-Caveat Lector-

http://carbon.cudenver.edu/~mryder/itc_data/luddite.html

"Luddite" is today's stylish insult. To be called a Luddite implies
a pointless and futile rejection of technology, tinged, thanks to
Ted Kaczynski, with the threat of violence. In fact, it is neither
a naive illusion, nor a nostalgic delusion, but an enduring
tradition of resistance to mindless mechanization, whether it is of
means of production or social organization or ways of thinking.
It began with a group of passionate and rebellious workers in
England's weaving industry in 1811 who took up whatever weapons
were at hand in revolt against the machines that were taking their
jobs and destroying their families and communities. These were the
followers of the mythical Ned Ludd.

But the essence of luddism is not violence – far from it. Instead
it is a respect for and a confidence in those things that make us
human, with a related rejection of the mechanistic approach to
being that devalues that humanity. It is a philosophy that respects
tradition, intuition, spirituality, the senses, human
relationships, the work of the hand, and the disorderly and
unpredictable nature of reality, as opposed to a mechanistic or
reductionist construct of the world. It questions the domination of
science and the elevation of efficiency to a superior value. It
rejects materiality.

Luddism favors a thoughtful use of appropriate technologies that
does not damage those relationships we hold dear. And it goes
without saying that it cherishes the natural world from which we
attempt to separate ourselves only at our peril.

Luddites today are self-selecting. There is no litmus test. You may
live in a mud hut, carry water and chop wood by choice, or simply
hate your computer, yearn to outdistance your cell phone and wish
you could buy a car without automatic windows. But at bottom you
feel some identification with all those who are apprehensive and
resistant to the domination of the machine in our society, in our
work, or in our individual lives. Luddism is neither conservative
nor liberal; both capitalism and Marxism are committed to the
concept of industrial progress, the wisdom of which Luddites
question.

It is, however, a conscious approach to living. Luddites, or
neo-Luddites, if you prefer, carefully evaluate what contributes to
the considered life and what does not. They do so to the degree
they find personally appropriate. We must think about the
"encompassing technocratic, manipulative world that we have
established," writes Thomas Berry in The Dream of the Earth. "We
must not over romanticize primitivism...yet when we witness the
devastation we have wrought on this lovely continent, and even
throughout the planet, and consider what we are now doing, we must
reflect." Reflection is a beginning. Action follows. The tools for
both reflecting and acting are, we hope and believe, here.

The characteristics that define luddism can be discovered in the
Romantic poets, in the writings of Thomas Carlyle, John Ruskin,
Ralph Waldo Emerson and Henry David Thoreau.

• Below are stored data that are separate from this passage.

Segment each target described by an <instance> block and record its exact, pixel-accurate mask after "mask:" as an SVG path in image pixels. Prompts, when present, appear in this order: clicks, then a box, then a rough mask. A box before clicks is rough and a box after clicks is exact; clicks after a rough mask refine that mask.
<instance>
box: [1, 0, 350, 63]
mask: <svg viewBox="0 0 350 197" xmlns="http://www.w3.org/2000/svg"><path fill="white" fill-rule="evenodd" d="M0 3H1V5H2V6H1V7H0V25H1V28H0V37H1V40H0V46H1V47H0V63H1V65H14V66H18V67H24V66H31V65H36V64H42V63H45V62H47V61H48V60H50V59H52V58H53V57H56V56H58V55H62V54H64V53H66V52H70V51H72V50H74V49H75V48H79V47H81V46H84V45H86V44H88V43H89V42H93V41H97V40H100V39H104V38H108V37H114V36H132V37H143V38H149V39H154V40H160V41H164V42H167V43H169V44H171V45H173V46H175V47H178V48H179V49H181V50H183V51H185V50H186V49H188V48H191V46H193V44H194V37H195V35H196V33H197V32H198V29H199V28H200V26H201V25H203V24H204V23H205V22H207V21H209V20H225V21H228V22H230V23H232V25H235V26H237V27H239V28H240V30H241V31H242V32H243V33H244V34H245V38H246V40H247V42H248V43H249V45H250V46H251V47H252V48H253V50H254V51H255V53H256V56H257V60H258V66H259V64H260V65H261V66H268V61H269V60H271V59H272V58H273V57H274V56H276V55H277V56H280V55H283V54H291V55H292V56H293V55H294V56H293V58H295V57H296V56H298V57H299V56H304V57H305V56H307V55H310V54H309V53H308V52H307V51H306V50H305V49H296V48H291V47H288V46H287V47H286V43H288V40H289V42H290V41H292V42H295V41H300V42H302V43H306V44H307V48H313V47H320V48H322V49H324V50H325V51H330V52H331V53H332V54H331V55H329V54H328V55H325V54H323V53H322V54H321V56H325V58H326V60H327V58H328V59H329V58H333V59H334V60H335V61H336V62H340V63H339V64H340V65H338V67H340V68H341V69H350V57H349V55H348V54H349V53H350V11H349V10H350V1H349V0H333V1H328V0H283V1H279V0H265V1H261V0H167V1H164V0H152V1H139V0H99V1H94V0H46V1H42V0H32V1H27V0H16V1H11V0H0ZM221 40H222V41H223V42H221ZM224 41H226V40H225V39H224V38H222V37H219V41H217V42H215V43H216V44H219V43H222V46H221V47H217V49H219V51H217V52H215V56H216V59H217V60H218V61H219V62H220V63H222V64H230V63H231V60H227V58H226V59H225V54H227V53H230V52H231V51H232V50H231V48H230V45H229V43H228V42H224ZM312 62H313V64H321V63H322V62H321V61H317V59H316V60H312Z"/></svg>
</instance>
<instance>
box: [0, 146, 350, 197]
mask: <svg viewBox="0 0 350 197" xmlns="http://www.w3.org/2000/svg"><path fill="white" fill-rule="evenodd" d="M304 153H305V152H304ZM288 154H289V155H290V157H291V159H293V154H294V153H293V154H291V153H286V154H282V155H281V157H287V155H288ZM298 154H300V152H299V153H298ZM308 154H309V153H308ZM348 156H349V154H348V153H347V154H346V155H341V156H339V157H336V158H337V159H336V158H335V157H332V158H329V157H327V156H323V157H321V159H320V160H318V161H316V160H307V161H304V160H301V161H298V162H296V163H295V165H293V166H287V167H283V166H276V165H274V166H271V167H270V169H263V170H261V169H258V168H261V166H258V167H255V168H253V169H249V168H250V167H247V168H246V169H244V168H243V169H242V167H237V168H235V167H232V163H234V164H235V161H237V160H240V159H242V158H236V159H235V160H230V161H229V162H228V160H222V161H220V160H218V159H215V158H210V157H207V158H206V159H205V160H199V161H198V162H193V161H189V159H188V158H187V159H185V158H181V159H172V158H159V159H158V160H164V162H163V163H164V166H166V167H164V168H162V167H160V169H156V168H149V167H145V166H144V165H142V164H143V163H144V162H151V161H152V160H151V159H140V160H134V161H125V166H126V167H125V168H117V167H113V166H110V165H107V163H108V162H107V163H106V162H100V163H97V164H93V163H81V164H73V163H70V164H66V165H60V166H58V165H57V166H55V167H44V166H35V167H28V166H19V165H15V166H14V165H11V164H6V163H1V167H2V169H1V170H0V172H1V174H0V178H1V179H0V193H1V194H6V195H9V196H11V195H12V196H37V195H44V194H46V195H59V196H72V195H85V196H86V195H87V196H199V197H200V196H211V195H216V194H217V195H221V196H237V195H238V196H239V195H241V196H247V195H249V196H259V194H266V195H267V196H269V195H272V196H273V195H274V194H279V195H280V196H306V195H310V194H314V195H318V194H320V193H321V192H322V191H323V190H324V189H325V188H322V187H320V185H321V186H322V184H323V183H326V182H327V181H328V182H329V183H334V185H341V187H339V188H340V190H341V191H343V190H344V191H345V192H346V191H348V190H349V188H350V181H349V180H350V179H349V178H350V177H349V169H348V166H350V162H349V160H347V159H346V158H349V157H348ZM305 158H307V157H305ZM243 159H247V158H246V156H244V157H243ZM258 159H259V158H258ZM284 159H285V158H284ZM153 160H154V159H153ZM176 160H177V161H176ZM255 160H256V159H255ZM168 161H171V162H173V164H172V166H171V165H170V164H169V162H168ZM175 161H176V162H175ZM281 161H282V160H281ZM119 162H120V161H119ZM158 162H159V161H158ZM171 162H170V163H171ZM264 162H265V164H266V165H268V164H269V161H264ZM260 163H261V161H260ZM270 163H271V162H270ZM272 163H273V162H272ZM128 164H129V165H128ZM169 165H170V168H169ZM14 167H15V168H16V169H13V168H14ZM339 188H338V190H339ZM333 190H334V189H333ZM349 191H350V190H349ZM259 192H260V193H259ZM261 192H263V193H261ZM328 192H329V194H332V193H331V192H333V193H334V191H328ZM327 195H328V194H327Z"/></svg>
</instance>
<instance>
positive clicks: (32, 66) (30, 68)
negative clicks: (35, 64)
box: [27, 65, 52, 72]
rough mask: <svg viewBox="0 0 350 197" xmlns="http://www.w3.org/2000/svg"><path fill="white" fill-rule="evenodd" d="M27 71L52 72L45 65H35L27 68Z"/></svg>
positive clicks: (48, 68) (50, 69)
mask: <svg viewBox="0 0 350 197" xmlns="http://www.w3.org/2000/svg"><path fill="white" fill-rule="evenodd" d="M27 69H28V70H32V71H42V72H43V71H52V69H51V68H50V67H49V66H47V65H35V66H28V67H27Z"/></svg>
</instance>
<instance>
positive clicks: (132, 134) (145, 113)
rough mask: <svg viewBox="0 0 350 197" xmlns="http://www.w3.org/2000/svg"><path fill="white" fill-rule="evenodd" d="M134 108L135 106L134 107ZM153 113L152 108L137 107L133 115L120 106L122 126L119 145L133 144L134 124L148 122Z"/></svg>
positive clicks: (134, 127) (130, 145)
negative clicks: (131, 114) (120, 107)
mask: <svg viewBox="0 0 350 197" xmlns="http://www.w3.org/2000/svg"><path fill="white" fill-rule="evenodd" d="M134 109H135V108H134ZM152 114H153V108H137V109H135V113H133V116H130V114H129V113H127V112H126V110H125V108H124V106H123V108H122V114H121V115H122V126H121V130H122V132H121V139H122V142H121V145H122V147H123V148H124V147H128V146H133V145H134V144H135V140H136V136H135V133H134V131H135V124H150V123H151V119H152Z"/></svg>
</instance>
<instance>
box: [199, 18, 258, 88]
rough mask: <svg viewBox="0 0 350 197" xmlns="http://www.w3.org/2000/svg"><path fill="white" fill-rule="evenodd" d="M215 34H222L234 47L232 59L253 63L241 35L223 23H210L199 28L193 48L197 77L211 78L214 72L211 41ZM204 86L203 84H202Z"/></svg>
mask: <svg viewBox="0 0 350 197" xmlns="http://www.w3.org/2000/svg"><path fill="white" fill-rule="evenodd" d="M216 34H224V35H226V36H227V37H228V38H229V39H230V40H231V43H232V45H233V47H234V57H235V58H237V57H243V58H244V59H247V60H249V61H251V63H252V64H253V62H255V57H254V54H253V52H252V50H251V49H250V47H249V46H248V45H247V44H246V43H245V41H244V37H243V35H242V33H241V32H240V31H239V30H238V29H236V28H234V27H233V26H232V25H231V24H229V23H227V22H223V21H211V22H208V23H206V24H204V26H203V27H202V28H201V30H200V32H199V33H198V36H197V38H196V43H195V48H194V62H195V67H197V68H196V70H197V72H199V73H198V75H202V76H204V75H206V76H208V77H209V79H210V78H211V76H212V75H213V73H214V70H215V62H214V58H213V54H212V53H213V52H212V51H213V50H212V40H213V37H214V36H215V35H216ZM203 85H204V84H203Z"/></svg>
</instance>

They can be found in
the life and work of William Morris and the Arts and Crafts
Movement; in the work of potters such as Bernard Leach and his
followers. Resistance to technology is a thread that winds through
the writings of the Southern Agrarians and the novels of such
diverse authors as Wallace Stegner, Iris Murdoch and John Fowles.
It reaches its heights in such recent cult figures such as Robert
Pirsig and Edward Abbey. Modern poets from Robinson Jeffers and
Gary Snyder to W.S. Merwin express their anger against the
technological juggernaut and its rampage across the landscape.
Environmentalism has its roots in resistance to this same ruthless
domination of the machine and those who use it to conquer and
subdue nature, a sentiment that has its roots in the writings of
John Muir and Aldo Leopold and evolves into the deep ecology of
Arne Naess. Behind the modern Luddite movement is a solid body of
philosophical writing. Jacques Ellul and Lewis Mumford construct a
base upon which present-day eco-philosophers such as Edward
Goldsmith build. And carrying forth this thinking are contemporary
writers and thinkers such as Jerry Mander, Stephanie Mills,
Kirkpatrick Sale and many others, who with clear arguments and
passionate voices articulate valid concerns that technology may
undo more than we bargained for, leaving behind a wake of damage
from which it may be difficult to recover.